You just focus!!! Sometimes you have to adapt or realise the goal may be too big so break it down over time – keep it simple ! Just like we do with our customers !!! You prioritise what’s important and focus on that task at hand. ( it’s like the spinning plates – sometimes you feel like there are 20 plates spinning in the air and you’re trying to keep them all up. You have to prioritise and try to keep focussed. Some times something has to give. As long as you’re doing your best)

It’s important to have those open and honest conversations with your support networks, husband, family, friends, Manager. I see physics regularly and have a great sports masseuse to ensure I am looking after the body as well as the mind.

Its also important to remind yourself (especially mothers) to not be too hard on yourself and that includes not feeling guilty of having, “me time”.

Having a supporting team around you is obviously important here. How has NAB provided support and flexibility and what do you think people considering a flexible working arrangement could learn from your experience?

I am fortunate NAB is an employer of choice that supports flexible work arrangements, and also my manager and team are supportive of my approach. Shared Services is a wonderful area to be in with wonderful people and this is an area that really do live and breadth and support flexibility.

There is so much that can be achieved if you give yourself stretch targets both personally and professionally….and Personal achievement can have such a positive impact on your working day.

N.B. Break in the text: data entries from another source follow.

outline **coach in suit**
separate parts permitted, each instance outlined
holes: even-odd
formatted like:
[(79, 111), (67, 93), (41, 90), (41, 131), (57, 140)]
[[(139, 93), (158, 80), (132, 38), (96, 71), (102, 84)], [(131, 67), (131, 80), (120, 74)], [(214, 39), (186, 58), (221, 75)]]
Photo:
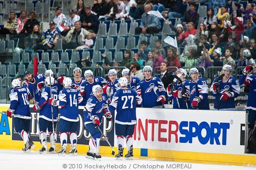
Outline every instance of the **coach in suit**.
[[(164, 88), (166, 90), (167, 88), (169, 85), (172, 83), (173, 79), (174, 78), (174, 76), (167, 70), (168, 68), (168, 65), (167, 62), (165, 61), (162, 62), (160, 65), (161, 74), (160, 74), (159, 78), (160, 78), (160, 79), (161, 79), (161, 80), (162, 80), (162, 82), (163, 83)], [(167, 94), (166, 93), (166, 100), (165, 104), (168, 103), (168, 97)]]

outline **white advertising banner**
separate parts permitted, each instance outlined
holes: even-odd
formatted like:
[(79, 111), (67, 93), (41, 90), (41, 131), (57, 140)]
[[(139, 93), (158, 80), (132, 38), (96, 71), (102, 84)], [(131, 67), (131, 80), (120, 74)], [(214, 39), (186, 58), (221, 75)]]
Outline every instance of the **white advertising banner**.
[(244, 153), (245, 111), (137, 108), (137, 117), (134, 147)]

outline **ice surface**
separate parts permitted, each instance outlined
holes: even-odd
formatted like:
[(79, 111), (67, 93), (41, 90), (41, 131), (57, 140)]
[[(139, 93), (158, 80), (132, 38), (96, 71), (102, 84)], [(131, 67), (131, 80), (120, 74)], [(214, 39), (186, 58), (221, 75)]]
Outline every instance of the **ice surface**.
[[(67, 165), (67, 167), (65, 165)], [(177, 167), (178, 166), (179, 168)], [(64, 168), (64, 167), (66, 167)], [(86, 158), (84, 155), (70, 156), (67, 154), (65, 156), (59, 156), (56, 154), (40, 154), (36, 151), (25, 153), (21, 151), (0, 149), (1, 170), (117, 170), (122, 169), (122, 169), (127, 170), (256, 170), (256, 166), (245, 167), (190, 163), (146, 159), (134, 159), (133, 160), (126, 160), (124, 159), (122, 161), (119, 161), (113, 157), (107, 156), (102, 157), (101, 161), (97, 161)]]

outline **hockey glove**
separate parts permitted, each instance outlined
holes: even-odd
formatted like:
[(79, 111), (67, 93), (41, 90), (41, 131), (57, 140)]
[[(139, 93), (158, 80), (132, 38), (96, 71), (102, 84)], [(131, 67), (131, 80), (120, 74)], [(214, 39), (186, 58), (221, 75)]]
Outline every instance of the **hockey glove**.
[(212, 84), (212, 92), (214, 94), (218, 92), (220, 90), (220, 83), (218, 82), (215, 82)]
[(227, 99), (232, 96), (232, 94), (229, 91), (224, 93), (221, 97), (221, 102), (227, 102)]
[(111, 113), (110, 112), (107, 112), (106, 113), (105, 113), (105, 114), (104, 114), (104, 116), (105, 116), (105, 117), (106, 117), (106, 118), (107, 118), (107, 120), (108, 121), (111, 121), (112, 120), (112, 114), (111, 114)]
[(57, 100), (55, 100), (53, 98), (49, 98), (49, 104), (53, 106), (57, 106)]
[(63, 83), (63, 80), (65, 77), (65, 76), (61, 76), (57, 79), (57, 80), (60, 84), (62, 85)]
[(72, 84), (72, 85), (71, 85), (71, 87), (73, 89), (76, 90), (79, 92), (80, 92), (80, 87), (79, 87), (79, 85), (77, 85), (76, 84)]
[(174, 91), (172, 93), (172, 95), (174, 97), (181, 98), (182, 97), (182, 91), (179, 90)]
[(94, 115), (92, 116), (93, 118), (93, 124), (94, 124), (94, 127), (95, 128), (97, 128), (99, 126), (100, 122), (99, 122), (99, 117), (98, 117), (96, 115)]
[(174, 85), (173, 85), (173, 84), (171, 83), (168, 85), (168, 87), (167, 87), (167, 88), (166, 89), (166, 91), (169, 96), (170, 97), (172, 95), (173, 89), (174, 89)]
[(198, 106), (198, 103), (200, 102), (201, 100), (201, 98), (199, 97), (195, 97), (193, 99), (193, 101), (192, 101), (192, 103), (191, 104), (192, 108), (195, 108), (196, 107)]
[(11, 109), (10, 108), (9, 108), (7, 110), (6, 115), (7, 116), (12, 118), (12, 113), (14, 111), (14, 110)]
[(36, 110), (37, 110), (38, 109), (40, 109), (40, 107), (39, 107), (39, 106), (38, 105), (38, 103), (36, 103), (34, 106), (33, 106), (33, 110), (34, 110), (34, 111), (36, 111)]
[(162, 104), (164, 104), (166, 101), (165, 96), (163, 95), (160, 96), (157, 99), (157, 102), (161, 102)]
[(247, 65), (246, 68), (244, 68), (244, 70), (243, 70), (243, 74), (244, 74), (244, 75), (246, 76), (253, 69), (253, 68), (251, 65)]

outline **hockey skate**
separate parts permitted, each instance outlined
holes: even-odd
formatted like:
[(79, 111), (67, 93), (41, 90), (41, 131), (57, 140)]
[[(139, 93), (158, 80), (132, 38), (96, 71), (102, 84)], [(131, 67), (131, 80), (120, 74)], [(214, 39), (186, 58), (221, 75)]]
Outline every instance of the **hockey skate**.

What have you learnt going into this race and what will you need to do?

I am always learning …. To prepare for Kona, I don’t now need to be the fastest triathlete on the day. I need to get out of bed to train to finish it – this will give me the mental edge I need when the alarm goes off at 4.30am and it’s freezing cold training in Melbourne’s winter.

I will organise a program with my coach and work out short term goals. I will be focussing on training under heat and working out a great nutrition plan for race day. I will also be doing a lead in race in.

What is something you can’t survive the day without?

A kiss from the kids before they go to bed each night, and my husband’s constant supply of Cadbury chocolate (he works for them).